O socorro do governo federal às áreas atingidas pelas secas resume-se: envio de verbas públicas (grandes somas de dinheiro); envio de cestas básicas para a população carente e perdão total ou parcial de dívidas públicas contraídas através de empréstimos para a agricultura.
O dinheiro enviado pelo governo federal dificilmente chega ao seu destino e quando chega é para pagamento de frentes de trabalho à população carente. Entretanto essas frentes de trabalho se destinam a abertura de estradas e construção de açudes, obras essas não poucas vezes feitas nas propriedades dos grandes latifundiários, empresários e coronéis da região, vale salientar que muitas vezes paga-se aos trabalhadores menos que o salário mínimo.
As cestas básicas geralmente são distribuídas por políticos locais, vereadores, prefeitos e deputados, os quais favorecem a amigos e familiares, ao tempo que se aproveitam para se promoverem politicamente. Através do populismo e com recursos ilícitos eles são vistos como os prestadores de “favor” aos pobres. Os “homens bons” da contemporaneidade. Assim ganham as eleições em todas as esferas de governo e quando chegam a Brasília tomam as tribunas com discursos de “algodão-doce” – agradáveis, mas pouco ou nada reais.

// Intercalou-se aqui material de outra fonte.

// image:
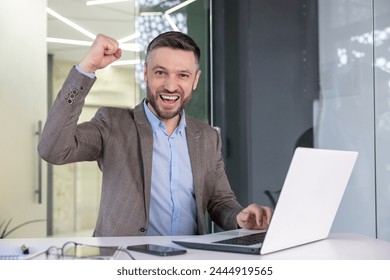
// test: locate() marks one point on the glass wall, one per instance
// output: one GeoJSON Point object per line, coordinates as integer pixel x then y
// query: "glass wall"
{"type": "Point", "coordinates": [74, 189]}
{"type": "Point", "coordinates": [353, 110]}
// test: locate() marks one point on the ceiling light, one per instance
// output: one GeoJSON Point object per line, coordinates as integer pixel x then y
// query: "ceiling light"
{"type": "Point", "coordinates": [179, 6]}
{"type": "Point", "coordinates": [101, 2]}
{"type": "Point", "coordinates": [68, 41]}
{"type": "Point", "coordinates": [126, 62]}
{"type": "Point", "coordinates": [70, 23]}
{"type": "Point", "coordinates": [130, 37]}
{"type": "Point", "coordinates": [145, 14]}
{"type": "Point", "coordinates": [130, 47]}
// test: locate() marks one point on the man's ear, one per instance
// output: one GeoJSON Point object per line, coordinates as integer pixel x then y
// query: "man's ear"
{"type": "Point", "coordinates": [145, 72]}
{"type": "Point", "coordinates": [195, 85]}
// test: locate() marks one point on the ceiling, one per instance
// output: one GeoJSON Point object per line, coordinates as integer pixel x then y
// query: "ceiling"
{"type": "Point", "coordinates": [116, 20]}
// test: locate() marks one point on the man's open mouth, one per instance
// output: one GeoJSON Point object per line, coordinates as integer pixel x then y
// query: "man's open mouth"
{"type": "Point", "coordinates": [169, 98]}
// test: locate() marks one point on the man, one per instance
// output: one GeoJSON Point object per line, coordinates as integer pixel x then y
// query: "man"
{"type": "Point", "coordinates": [161, 169]}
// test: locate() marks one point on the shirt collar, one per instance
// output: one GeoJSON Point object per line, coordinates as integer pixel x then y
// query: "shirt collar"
{"type": "Point", "coordinates": [155, 122]}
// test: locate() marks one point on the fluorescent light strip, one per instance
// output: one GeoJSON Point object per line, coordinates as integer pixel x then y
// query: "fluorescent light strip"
{"type": "Point", "coordinates": [130, 37]}
{"type": "Point", "coordinates": [125, 47]}
{"type": "Point", "coordinates": [130, 47]}
{"type": "Point", "coordinates": [126, 62]}
{"type": "Point", "coordinates": [101, 2]}
{"type": "Point", "coordinates": [179, 6]}
{"type": "Point", "coordinates": [170, 21]}
{"type": "Point", "coordinates": [145, 14]}
{"type": "Point", "coordinates": [68, 41]}
{"type": "Point", "coordinates": [70, 23]}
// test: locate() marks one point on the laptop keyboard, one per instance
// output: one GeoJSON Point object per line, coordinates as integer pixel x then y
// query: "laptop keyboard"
{"type": "Point", "coordinates": [245, 240]}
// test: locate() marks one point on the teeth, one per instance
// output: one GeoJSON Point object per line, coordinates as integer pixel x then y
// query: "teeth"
{"type": "Point", "coordinates": [169, 97]}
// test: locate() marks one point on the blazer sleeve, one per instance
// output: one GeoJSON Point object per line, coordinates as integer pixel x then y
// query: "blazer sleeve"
{"type": "Point", "coordinates": [62, 140]}
{"type": "Point", "coordinates": [223, 206]}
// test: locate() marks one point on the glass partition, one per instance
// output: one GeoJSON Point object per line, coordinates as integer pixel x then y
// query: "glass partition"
{"type": "Point", "coordinates": [353, 111]}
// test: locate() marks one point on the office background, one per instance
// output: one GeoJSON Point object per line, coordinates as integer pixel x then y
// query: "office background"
{"type": "Point", "coordinates": [273, 71]}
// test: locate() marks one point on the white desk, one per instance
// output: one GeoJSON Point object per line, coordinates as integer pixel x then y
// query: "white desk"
{"type": "Point", "coordinates": [336, 247]}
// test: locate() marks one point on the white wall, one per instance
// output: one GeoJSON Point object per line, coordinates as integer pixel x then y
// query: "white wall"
{"type": "Point", "coordinates": [23, 87]}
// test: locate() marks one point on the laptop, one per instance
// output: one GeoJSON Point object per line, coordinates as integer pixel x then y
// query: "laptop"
{"type": "Point", "coordinates": [307, 205]}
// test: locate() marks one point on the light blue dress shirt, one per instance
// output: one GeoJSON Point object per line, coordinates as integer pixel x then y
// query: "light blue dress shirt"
{"type": "Point", "coordinates": [172, 202]}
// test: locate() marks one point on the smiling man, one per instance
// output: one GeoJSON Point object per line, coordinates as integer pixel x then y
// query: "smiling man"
{"type": "Point", "coordinates": [162, 170]}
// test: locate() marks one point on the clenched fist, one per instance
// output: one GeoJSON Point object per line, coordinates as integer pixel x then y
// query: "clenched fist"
{"type": "Point", "coordinates": [103, 52]}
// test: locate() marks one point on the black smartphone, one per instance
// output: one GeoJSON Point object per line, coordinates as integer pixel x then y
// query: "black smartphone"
{"type": "Point", "coordinates": [157, 250]}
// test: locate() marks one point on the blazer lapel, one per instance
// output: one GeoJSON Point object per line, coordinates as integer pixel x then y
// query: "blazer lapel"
{"type": "Point", "coordinates": [146, 143]}
{"type": "Point", "coordinates": [194, 138]}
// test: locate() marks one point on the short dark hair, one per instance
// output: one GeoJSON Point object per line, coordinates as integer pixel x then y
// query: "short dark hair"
{"type": "Point", "coordinates": [174, 40]}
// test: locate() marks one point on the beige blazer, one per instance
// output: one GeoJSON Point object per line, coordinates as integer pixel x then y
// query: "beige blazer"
{"type": "Point", "coordinates": [121, 142]}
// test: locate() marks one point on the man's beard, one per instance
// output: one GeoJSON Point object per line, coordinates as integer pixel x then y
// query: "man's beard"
{"type": "Point", "coordinates": [162, 114]}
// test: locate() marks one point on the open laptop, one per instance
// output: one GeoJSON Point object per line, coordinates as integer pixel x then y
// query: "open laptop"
{"type": "Point", "coordinates": [307, 205]}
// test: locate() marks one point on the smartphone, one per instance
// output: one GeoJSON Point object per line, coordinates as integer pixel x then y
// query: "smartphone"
{"type": "Point", "coordinates": [157, 250]}
{"type": "Point", "coordinates": [90, 251]}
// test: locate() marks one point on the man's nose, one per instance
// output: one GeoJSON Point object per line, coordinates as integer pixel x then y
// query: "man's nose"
{"type": "Point", "coordinates": [171, 84]}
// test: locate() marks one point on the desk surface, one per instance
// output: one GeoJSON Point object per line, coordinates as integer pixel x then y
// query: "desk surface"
{"type": "Point", "coordinates": [335, 247]}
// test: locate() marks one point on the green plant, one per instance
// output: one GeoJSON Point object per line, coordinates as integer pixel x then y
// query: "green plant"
{"type": "Point", "coordinates": [4, 231]}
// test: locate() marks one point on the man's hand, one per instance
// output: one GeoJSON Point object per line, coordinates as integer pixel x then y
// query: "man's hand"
{"type": "Point", "coordinates": [254, 217]}
{"type": "Point", "coordinates": [103, 52]}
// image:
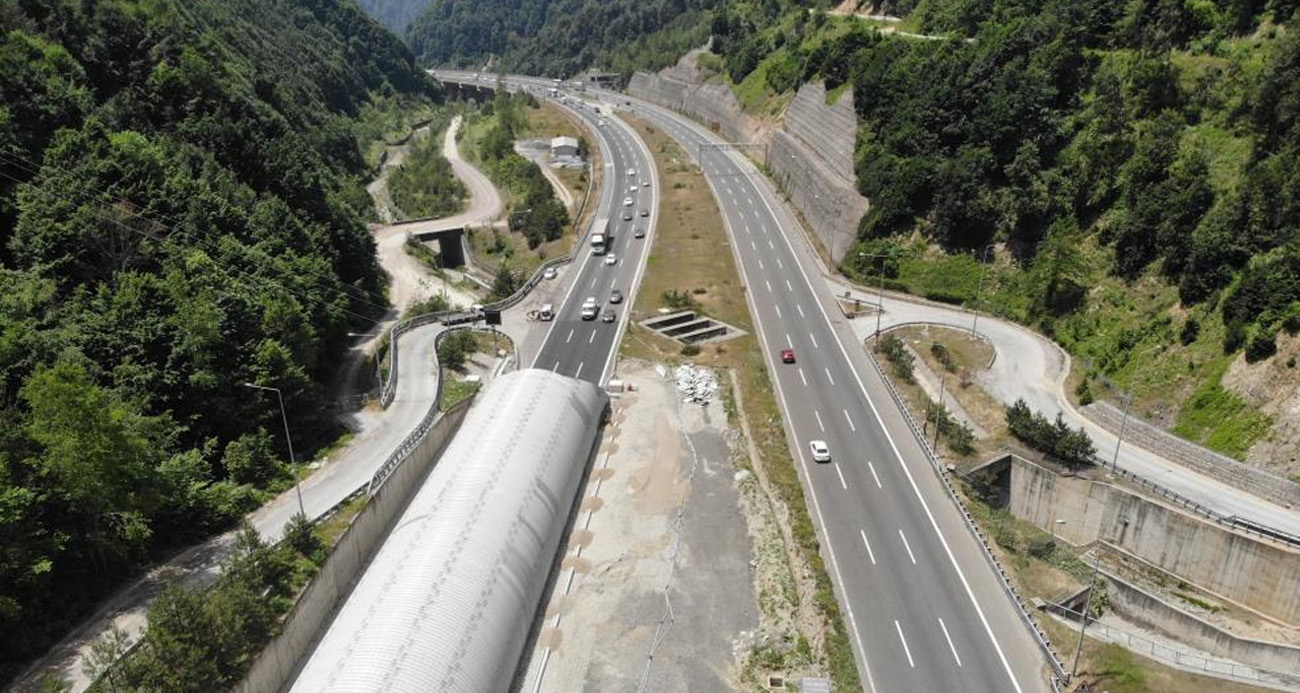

A população de baixa renda não possui dívidas com o governo. Os bancos brasileiros oficiais pouco emprestam dinheiro aos pobres, mesmo tendo sido comprovado serem estes fiéis pagadores. Assim os beneficiados com a anistia e dívidas públicas são os grandes empresários e latifundiários da região. Esses grandes empresários e coronéis muitas vezes são os próprios políticos.
As elites políticas da região Nordeste não podem continuar bancando os “órfãos” do país sendo que essa é uma região rica com potencial muito grande em riquezas naturais e humanas, para seu auto desenvolvimento.
A região Nordeste já foi do final do século XIX ao início do século XX a mais desenvolvida do país sem necessitar amparo das outras regiões.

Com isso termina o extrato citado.